Openvpn routing problem#2

Serj-47 · January 15, 2024, 2:40pm

Earlier, I had a similar problem with routing and then you guys helped me. Time has passed, I have not used openvpn for a long time and now I have re-installed it on the newly installed firmware 23.05. The scenario is the same as it was in my previous post. R1 is an openwrt router, a provider cable is inserted into the wan port, the router distributes Internet over lan and wlan. R2 is an openwrt routerwith openvpn installed, the wan port is not used, dhcp is disabled on the lan interface, instead a static lan ip address 192.168.1.96 is simply installed. Openvpn port forwarded from R1 to R2. In order for the local network 192.168.1.0/24 to work, I added a route on R1, namely
route add -net 10.8.0.0/24 gw 192.168.1.96, as well as to R2
uci set openvpn.sample_server.push=route 192.168.1.0 255.255.255.0'
Now when I connect from my phone to my server using the 'OpenVPN for Android' application I I can ping from my phone only R1 and R2, other devices on the home network do not ping for some reason.

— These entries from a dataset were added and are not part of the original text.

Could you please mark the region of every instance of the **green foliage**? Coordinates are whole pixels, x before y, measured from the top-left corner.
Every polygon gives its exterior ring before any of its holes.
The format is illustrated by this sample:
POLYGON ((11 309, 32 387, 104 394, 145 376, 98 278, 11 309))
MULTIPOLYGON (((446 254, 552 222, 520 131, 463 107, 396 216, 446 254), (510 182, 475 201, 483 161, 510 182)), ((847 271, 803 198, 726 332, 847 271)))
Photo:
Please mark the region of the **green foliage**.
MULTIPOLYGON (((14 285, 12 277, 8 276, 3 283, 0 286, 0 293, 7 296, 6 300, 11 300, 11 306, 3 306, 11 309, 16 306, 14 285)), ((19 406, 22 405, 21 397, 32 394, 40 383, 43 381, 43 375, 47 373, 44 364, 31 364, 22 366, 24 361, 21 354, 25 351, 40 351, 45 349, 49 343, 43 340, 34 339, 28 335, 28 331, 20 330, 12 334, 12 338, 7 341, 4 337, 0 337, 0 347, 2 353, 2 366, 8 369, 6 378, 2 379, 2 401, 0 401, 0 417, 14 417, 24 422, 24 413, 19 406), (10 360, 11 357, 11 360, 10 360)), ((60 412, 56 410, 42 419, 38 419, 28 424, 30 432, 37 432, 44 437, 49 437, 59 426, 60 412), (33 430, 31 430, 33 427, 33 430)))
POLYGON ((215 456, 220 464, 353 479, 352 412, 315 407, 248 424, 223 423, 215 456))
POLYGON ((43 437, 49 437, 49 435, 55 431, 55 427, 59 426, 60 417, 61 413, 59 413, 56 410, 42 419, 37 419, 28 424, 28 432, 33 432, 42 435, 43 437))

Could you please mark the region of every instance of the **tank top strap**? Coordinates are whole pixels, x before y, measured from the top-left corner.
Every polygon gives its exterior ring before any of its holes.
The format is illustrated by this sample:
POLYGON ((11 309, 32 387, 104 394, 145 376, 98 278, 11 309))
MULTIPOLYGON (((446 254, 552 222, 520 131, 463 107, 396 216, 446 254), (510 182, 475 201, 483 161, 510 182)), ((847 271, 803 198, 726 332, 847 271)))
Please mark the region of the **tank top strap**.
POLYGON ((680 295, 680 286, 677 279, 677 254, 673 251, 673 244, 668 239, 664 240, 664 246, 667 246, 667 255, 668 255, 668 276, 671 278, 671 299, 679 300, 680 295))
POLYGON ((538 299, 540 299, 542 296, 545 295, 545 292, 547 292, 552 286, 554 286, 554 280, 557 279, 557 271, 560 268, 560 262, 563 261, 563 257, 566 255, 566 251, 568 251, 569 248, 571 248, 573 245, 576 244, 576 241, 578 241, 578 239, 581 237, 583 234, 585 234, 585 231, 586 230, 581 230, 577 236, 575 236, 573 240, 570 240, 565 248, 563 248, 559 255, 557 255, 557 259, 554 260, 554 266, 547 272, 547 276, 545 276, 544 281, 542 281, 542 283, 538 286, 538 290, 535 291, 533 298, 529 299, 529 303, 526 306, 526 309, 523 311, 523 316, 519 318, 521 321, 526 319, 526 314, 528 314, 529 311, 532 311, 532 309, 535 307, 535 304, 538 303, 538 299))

*On R2 firewall is disable

egc · January 15, 2024, 3:28pm

Other devices might have a firewall which does not allow traffic from 10.8.0.0/24 e.g from your Android phone.

To test if this is the case enable MASQUERADE on the lan firewall zone of R2

Serj-47 · January 15, 2024, 3:55pm

One of the devices in the home network is the Nas, it has the address 192.168.1.94. I tried to register a route on it the same as on R1,
route add -net 10.8.0.0/24 gw 192.168.1.96
after that the nas successfully pings from the phone. The problem is that, as I wrote earlier in a previous post on the link, then it was enough to register the route only on r1, and after that all the devices of the home network immediately became available from the phone, and now I have to register the route on each of my devices separately. I don't know much about MASQUERADE, I'll read about it later.

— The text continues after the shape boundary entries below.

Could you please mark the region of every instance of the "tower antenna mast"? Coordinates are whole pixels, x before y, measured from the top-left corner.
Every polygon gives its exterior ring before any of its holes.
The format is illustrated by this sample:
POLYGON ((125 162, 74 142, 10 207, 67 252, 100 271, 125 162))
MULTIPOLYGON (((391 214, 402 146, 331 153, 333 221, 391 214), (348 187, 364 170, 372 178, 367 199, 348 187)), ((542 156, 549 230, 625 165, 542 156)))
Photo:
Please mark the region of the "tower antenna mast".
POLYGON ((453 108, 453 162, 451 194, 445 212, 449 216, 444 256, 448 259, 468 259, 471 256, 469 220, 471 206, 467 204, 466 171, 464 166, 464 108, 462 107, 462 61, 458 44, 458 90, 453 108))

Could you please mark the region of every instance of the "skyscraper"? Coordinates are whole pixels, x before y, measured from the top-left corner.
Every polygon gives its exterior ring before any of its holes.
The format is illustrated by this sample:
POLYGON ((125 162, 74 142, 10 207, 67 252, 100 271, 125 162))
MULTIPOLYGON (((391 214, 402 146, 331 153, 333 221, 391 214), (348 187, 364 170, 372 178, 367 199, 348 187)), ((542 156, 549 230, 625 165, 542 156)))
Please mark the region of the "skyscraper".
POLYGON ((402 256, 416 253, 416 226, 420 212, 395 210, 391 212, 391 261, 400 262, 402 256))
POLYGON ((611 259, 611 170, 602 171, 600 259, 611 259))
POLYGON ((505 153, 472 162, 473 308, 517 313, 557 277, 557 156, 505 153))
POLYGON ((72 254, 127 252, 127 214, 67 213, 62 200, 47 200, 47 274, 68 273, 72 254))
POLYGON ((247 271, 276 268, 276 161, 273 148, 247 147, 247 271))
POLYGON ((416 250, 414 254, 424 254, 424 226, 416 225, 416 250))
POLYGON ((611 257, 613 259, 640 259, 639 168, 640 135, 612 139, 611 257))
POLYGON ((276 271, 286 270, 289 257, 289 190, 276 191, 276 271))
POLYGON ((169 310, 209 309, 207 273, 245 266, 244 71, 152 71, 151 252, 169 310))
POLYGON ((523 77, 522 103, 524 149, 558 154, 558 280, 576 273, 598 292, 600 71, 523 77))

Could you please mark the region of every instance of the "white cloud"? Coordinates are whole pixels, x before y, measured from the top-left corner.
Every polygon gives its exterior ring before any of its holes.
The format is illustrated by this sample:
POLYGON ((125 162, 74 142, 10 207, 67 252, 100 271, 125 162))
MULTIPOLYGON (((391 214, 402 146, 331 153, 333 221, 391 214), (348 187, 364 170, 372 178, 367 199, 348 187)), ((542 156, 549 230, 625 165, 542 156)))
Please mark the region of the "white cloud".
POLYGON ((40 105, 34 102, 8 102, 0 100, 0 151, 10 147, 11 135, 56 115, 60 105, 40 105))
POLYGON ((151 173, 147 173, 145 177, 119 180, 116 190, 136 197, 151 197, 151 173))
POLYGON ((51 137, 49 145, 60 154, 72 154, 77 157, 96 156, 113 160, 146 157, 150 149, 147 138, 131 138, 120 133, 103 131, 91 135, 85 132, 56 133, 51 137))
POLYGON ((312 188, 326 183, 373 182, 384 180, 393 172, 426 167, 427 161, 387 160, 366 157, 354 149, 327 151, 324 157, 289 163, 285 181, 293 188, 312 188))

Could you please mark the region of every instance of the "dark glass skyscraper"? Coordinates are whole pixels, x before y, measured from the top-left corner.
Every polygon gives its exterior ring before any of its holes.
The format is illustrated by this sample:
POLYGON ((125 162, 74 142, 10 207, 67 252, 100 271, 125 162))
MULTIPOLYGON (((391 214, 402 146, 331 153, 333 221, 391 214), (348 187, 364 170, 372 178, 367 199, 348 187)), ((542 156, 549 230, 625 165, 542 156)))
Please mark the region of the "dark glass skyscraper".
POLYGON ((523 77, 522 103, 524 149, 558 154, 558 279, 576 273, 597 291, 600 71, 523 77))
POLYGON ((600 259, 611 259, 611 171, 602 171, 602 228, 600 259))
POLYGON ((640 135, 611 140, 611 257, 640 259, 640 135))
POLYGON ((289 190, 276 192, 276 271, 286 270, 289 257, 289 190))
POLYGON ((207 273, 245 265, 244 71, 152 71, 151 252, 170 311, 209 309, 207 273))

egc · January 15, 2024, 4:02pm

That could indicate that the route has not registered at all on R1
If you can SSH into R1 you can simply check with (assuming it is some form of linux):
ip route show
or for old versions:
route -n

Edit: I am not sure if route support CIDR notation so try with:
route add -net 10.8.0.0 netmask 255.255.255.0 gw 192.168.1.96

Edit2: I checked and it can use CIDR notation

Serj-47 · January 15, 2024, 7:50pm

The route is registered on R1.

root@OpenWrt:~# ip route show
...
10.8.0.0/24 via 192.168.1.96 dev br-lan
...

Once again, I will clarify that after adding the route on r1, only r1 and r2 are ping from the phone. Nas is ping, only after I register a similar route on the nas itself.

egc · January 15, 2024, 9:18pm

Try the following, on router 1 in the firewall lan zone under conntrack settings: enable Allow "invalid" traffic

If you still have the firewall enabled on router 2 do the same on router 2

Reboot afterwards

Serj-47 · January 15, 2024, 10:53pm

It helped! I remembered that a long time ago I turned on "Drop invalid traffic" in the firewall zone settings. It seemed to me that this option is harmful to security. The firewall is turned off on R2, so it was enough to allow invalid traffic on R1. Now the entire 192.168.1.0/24 network is visible from the phone.

system · January 25, 2024, 10:57pm

This topic was automatically closed 10 days after the last reply. New replies are no longer allowed.